Antonio’nun dönüşümünde en önemli dönüm noktası, arkadaşı Cico’dan dinlediği Altın Balık (Golden Carp) mitidir. Bir tanrının günahkar insanları kurtarmak için balığa dönüşme anlatısı, Antonio’nun ruhani sorgulamasını derinleştirir. Merhametli Altın Balık ile cezalandırıcı Hristiyan Tanrısı arasındaki fark, onu inançsal bir bunalıma iter. Hristiyanlığa bağlı kaldıkça suçluluk duygusu artar. Öte yandan babası Marez ailesiyle göçebe ve özgür bir yaşamı, annesi ise Luna ailesiyle yerleşik ve dindar bir hayatı temsil eder.
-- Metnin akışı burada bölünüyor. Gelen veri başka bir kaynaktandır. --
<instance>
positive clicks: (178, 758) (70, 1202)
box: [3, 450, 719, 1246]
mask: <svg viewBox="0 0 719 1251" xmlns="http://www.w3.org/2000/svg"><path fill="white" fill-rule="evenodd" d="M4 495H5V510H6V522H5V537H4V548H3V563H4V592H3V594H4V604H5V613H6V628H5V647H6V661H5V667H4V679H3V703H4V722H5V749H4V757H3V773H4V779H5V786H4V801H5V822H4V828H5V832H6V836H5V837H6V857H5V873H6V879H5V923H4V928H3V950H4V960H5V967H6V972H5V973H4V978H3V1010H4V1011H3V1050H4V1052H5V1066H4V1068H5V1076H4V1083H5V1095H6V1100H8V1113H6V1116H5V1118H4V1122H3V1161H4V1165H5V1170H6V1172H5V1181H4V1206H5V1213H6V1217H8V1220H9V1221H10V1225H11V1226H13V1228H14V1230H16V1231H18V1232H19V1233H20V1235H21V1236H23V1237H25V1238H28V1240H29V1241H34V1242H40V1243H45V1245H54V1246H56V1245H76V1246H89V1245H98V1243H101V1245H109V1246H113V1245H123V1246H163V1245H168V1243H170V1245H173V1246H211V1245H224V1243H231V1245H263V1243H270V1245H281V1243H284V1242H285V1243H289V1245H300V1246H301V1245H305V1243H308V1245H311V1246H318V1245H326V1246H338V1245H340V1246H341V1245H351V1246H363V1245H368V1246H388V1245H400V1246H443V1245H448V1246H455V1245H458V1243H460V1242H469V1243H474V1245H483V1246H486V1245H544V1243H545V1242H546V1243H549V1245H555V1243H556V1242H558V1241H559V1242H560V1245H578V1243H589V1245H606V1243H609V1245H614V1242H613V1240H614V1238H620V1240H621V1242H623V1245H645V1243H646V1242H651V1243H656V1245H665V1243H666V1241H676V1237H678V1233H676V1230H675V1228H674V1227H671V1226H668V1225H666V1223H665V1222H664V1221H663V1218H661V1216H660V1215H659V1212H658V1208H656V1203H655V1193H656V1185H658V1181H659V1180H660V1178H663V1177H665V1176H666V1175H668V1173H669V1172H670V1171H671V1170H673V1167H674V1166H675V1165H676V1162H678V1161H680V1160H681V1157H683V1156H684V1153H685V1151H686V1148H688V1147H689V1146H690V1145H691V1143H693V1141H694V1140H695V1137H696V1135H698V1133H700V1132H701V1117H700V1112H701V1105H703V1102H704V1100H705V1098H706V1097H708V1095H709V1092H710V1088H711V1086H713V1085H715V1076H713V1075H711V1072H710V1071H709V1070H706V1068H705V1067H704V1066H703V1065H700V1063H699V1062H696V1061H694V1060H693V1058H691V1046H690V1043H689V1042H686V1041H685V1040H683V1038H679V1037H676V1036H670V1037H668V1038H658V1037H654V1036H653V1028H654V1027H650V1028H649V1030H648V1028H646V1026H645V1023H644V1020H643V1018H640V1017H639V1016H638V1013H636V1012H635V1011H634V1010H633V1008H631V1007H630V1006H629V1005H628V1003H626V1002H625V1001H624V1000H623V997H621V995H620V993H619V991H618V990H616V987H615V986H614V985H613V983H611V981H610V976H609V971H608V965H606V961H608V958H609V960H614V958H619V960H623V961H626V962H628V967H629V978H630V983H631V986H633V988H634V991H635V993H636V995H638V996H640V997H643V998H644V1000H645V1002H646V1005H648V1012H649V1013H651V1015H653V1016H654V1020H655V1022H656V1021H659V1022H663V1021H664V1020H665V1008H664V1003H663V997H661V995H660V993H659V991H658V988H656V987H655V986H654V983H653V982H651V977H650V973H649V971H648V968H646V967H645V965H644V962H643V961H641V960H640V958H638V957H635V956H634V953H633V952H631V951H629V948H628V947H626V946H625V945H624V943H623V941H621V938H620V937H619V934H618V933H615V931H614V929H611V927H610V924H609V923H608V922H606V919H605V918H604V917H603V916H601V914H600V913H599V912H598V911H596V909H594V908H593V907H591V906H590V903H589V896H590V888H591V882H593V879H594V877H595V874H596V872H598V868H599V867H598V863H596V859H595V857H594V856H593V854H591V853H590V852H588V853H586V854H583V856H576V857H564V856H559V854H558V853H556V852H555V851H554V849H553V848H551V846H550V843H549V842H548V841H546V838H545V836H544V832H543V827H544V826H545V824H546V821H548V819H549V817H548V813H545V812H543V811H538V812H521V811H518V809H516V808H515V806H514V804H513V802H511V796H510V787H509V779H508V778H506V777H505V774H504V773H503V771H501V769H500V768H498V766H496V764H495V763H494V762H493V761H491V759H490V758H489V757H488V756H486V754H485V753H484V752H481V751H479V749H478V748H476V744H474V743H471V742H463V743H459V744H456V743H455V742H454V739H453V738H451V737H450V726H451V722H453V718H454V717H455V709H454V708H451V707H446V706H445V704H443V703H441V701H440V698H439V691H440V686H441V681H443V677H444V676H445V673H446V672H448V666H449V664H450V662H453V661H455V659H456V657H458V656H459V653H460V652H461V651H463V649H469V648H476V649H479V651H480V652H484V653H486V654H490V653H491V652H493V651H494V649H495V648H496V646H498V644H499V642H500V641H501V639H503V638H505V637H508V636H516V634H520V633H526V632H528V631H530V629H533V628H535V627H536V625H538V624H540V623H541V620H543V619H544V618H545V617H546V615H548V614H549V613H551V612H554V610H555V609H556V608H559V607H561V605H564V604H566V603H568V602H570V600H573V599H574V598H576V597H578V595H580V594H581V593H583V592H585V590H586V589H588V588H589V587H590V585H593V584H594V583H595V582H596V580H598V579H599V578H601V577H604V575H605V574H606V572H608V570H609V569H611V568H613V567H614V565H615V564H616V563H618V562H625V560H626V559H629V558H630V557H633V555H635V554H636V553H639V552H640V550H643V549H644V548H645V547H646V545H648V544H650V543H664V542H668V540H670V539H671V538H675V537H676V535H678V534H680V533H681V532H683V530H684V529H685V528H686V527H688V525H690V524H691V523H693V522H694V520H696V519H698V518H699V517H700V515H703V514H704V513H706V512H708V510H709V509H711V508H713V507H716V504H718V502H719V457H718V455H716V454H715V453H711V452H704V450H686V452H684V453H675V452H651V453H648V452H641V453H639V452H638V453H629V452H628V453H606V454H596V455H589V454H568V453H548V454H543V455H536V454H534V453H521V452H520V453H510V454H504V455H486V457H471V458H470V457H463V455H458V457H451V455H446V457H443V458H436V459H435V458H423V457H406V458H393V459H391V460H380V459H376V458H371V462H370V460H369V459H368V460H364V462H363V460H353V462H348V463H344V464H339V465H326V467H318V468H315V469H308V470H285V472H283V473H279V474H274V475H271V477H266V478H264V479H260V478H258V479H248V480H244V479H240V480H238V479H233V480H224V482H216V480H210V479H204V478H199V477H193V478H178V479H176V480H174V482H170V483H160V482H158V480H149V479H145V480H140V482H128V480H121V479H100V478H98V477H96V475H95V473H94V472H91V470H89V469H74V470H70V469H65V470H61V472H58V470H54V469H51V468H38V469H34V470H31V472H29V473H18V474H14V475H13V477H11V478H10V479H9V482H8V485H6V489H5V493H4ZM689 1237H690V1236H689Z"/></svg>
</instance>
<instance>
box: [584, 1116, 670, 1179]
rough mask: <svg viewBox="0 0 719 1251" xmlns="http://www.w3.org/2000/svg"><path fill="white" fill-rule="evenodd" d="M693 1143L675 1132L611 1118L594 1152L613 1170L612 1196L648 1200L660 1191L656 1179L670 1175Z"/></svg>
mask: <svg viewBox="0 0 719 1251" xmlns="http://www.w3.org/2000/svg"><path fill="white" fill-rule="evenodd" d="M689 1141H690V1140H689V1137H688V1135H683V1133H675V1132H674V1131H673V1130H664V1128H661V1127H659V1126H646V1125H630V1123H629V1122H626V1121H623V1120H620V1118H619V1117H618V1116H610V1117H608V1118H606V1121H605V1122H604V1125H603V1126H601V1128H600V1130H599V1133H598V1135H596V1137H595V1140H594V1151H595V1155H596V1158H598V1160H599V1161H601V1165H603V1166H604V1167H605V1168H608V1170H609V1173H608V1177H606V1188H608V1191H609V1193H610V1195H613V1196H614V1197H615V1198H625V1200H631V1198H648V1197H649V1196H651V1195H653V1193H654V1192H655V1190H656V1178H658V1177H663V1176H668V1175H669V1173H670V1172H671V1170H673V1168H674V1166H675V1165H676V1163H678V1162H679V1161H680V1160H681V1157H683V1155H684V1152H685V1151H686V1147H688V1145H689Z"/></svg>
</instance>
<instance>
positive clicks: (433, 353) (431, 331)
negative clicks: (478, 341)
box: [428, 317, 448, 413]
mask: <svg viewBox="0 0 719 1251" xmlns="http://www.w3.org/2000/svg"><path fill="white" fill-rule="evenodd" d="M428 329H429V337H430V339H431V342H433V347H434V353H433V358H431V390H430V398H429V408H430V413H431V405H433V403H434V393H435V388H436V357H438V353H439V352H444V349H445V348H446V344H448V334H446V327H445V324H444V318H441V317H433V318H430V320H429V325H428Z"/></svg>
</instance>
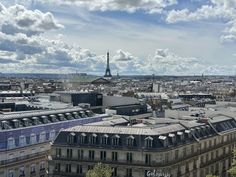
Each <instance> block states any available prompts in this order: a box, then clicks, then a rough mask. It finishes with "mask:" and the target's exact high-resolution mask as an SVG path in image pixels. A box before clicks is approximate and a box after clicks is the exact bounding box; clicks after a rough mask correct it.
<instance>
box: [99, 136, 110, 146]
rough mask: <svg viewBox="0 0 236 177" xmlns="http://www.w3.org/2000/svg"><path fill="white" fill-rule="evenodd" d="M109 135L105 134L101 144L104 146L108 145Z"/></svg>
mask: <svg viewBox="0 0 236 177" xmlns="http://www.w3.org/2000/svg"><path fill="white" fill-rule="evenodd" d="M108 137H109V136H108V135H107V134H104V135H103V136H102V138H101V144H103V145H107V144H108Z"/></svg>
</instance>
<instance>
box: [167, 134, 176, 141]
mask: <svg viewBox="0 0 236 177" xmlns="http://www.w3.org/2000/svg"><path fill="white" fill-rule="evenodd" d="M168 136H169V137H170V139H171V142H172V144H175V143H176V136H175V134H174V133H170V134H169V135H168Z"/></svg>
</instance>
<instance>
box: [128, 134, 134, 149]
mask: <svg viewBox="0 0 236 177" xmlns="http://www.w3.org/2000/svg"><path fill="white" fill-rule="evenodd" d="M127 146H129V147H133V146H134V136H132V135H130V136H128V137H127Z"/></svg>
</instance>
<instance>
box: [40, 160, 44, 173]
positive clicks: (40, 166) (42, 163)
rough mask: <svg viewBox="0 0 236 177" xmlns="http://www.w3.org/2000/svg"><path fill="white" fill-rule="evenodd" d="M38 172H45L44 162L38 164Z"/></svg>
mask: <svg viewBox="0 0 236 177" xmlns="http://www.w3.org/2000/svg"><path fill="white" fill-rule="evenodd" d="M39 170H40V171H43V170H45V162H44V161H43V162H40V164H39Z"/></svg>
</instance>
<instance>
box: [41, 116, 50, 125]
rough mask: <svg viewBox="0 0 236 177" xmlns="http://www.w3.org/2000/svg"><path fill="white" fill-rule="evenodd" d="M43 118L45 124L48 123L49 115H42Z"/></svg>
mask: <svg viewBox="0 0 236 177" xmlns="http://www.w3.org/2000/svg"><path fill="white" fill-rule="evenodd" d="M41 120H42V122H43V123H44V124H47V123H48V117H47V116H41Z"/></svg>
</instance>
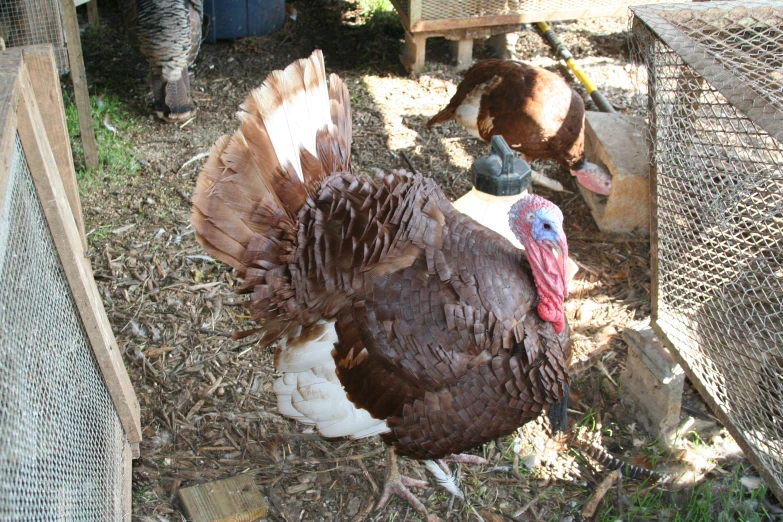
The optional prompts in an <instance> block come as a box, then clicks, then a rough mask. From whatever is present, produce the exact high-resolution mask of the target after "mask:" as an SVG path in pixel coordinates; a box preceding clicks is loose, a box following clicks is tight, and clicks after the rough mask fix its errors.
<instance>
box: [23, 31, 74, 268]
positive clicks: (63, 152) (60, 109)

Bu iki zıt kutup arasında sıkışan Antonio, sonunda ne sadece din ne sadece doğa; ne yalnızca Luna ne sadece Marez diyerek Ultima’nın rehberliğiyle kendi yolunu çizer.
Mango Sokağı’ndaki Ev: Bir Evin Olmadan Büyümek

”İçinde yaşadığımız dünya yangın çıkmış bir evden farksız ve içinde sevdiğimiz insanlar yanıyor.”
Bahsettiğimiz Chicano ifadesi, İspanyolca’da sonu ”o” harfiyle biten kelimleler gibi erkeği temsilen kullanılır. Chicana edebiyatı dendiğinde ise sahne kadınlara ayrılır; hem kadın hem Meksika-Amerikalı olmanın yarattığı çifte yük (double burden) bu edebiyatın merkezine yerleşir.
Mango Sokağı’ndaki Ev, yine bir çocuk bakış açısından, bizlere arada kalma duygusunu azınlık sorunlarını, kadınların toplumdaki yerini ve aidiyet temalarını aktaran bir romandır. Karakterimiz Esperanza, hayatını Chicago’da küçük bir barioda, Latin-Amerikalıların birlikte yaşadığı kenar mahallede geçirir. Bu bario, sanki dışarıdaki dünya ile iletişimini koparmış ve tellerle örülmüş gibidir. Dış dünya keşfedilmeyi beklerken Esperanza, Mango Sokağı’nda eski bir evde, ailesi ile birlikte yoksulluk içinde yaşamını sürdürmeye çalışır. Mango Sokağı, sosyoekonomik olarak da zorlu bir çevredir. Mahalle; fakirlikle zenginliğin, dışlanmışlıkla fırsatların arasındaki eşiği temsil eder. Esperanza bu sınırları aşmak, başka bir hayata ulaşmak ister.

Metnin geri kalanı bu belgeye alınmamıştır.